On the whole director Mark Pellington succeeds in covering up for this shortcoming with direction which calls to mind the film's 1970s forebears. Many scenes are shot in widescreen compositions which make the environment integral to character development. It is in this way that it manages to incorporate ideas about suburbia and the state of America's sense of itself as a safe haven for old-fashioned values such as freedom and justice. Robbins' office is decorated with images of great democratic monuments, his spacious back yard is home to a traditional barbecue and wooden fence right out of primal 1950s fantasies, Bridges falls asleep in his own garden framed against green grass and a blue sky which seems to suggest an idealised vision of America in which difficult realities are about to rear their heads.

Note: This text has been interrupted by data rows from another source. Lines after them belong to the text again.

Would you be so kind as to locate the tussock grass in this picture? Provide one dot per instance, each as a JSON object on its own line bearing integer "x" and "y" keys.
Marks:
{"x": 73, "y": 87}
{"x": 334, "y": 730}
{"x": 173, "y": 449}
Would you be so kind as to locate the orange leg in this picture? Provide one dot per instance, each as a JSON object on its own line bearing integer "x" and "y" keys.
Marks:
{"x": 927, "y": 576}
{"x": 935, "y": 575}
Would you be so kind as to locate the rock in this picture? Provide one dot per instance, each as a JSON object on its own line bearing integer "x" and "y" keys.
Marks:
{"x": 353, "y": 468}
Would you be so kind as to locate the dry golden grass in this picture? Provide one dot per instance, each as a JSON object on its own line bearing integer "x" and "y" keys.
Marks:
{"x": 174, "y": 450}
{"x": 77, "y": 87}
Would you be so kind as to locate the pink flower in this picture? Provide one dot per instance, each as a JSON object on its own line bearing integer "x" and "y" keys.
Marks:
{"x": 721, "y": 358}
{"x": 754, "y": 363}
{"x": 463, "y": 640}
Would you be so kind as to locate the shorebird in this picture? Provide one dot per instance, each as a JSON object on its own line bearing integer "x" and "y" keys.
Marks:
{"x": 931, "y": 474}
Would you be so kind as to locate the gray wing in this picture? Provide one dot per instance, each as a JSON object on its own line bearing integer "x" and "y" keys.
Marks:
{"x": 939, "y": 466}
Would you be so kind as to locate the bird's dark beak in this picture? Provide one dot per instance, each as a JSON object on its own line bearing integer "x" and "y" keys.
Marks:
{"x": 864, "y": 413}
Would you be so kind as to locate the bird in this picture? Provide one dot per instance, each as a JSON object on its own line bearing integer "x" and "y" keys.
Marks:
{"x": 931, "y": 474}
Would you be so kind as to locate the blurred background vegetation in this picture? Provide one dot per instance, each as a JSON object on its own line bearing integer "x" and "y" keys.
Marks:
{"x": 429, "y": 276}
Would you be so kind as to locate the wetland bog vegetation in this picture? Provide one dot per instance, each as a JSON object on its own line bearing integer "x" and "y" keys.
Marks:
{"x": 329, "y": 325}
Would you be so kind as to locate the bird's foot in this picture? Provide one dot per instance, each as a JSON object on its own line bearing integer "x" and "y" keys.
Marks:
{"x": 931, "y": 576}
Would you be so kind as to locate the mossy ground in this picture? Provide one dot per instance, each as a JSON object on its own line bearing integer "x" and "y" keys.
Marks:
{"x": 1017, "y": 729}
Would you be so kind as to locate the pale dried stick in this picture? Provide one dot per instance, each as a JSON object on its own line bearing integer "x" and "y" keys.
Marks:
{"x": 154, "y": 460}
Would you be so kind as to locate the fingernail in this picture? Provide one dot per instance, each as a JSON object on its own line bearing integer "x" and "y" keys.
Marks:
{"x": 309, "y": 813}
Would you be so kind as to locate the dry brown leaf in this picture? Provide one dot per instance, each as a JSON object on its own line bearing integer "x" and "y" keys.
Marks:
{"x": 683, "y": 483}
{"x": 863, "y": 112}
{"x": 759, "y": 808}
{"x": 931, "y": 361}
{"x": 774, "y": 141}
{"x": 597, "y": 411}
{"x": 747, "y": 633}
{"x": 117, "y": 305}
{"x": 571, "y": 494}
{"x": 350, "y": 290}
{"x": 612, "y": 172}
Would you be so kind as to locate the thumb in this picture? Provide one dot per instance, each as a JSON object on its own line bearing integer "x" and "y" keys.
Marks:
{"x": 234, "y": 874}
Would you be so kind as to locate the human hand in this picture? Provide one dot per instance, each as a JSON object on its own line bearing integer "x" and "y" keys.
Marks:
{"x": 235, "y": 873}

This interplay between ideals and realities extends to its configuration not only of large-scale social forces (terrorism vs. due process, right versus left), but of personal relationships. Its focus upon Bridges and lover Hope Davis allows the film to chart the disintegration of a loving relationship in the face of past trauma and present anxiety (thereby, of course, mirroring developments in political history). Bridges' deep-seated unresolved feelings for his own wife damage his ability to relate to Davis. His obsession with Robbins is a manifestation of his inability to let go of the past. Given the potential importance of learning the truth about him however, the irony of this is that it returns the viewer again to weighing issues of just how important the individual is over society and of what is the exact relationship between them. Meanwhile Robbins' personal relationships seem centred on ideas of protection, responsibility, and justice, and the rather underused Joan Cusack's collaboration as his wife is suggested but made ambiguous by her final spoken dialogue. Again the mindset of the American right is in question, though its exploration is not as thorough as it might have been (its suggestion that the boy scouts is a crypto-fascist organisation for recruiting young minds to fascism is perhaps a little unfair though it works as a dramatic contrivance).

On the whole Arlington Road is thoughtful and provocative. It is involving and well acted, and aided by a score by Angelo Badalamenti, it rises to some exciting moments. It is not quite as well worked on a deeper level as it could have been, though there is plenty going on under the surface to keep discussion going afterwards. It is refreshing though to see a film follow the lead of the more despairing and restrained thrillers of the 1970s than the blockbusters of more recent years, if only because it gives the film an edge of authenticity which many of its contemporaries lack. Of course it is still quite a distance from its predecessors, and despite its much talked about ending, it is never as chilling as it seems to have hoped it might be. Viewers familiar with film history will find themselves inevitably thinking of The Parallax View throughout the final scenes, which adds an extra level of speculation ("will they or won't they?"). Unfortunately the comparison highlights the relative poverty of Arlington Road where it really counts despite its many interesting points. It does eventually surrender to hyperkenetic overstatement and it drives home its ironies with rather too much force to be effective.

It is worth seeing, but is best understood relative to its own generic roots rather than the society it purports to represent, which is an inevitable weakness of postmodern cinema. Most viewers won't mind this, and if the film does succeed in raising some questions about contemporary America, then it serves its purpose regardless of whether or not it has quite the depth required to survive in the annals of film history.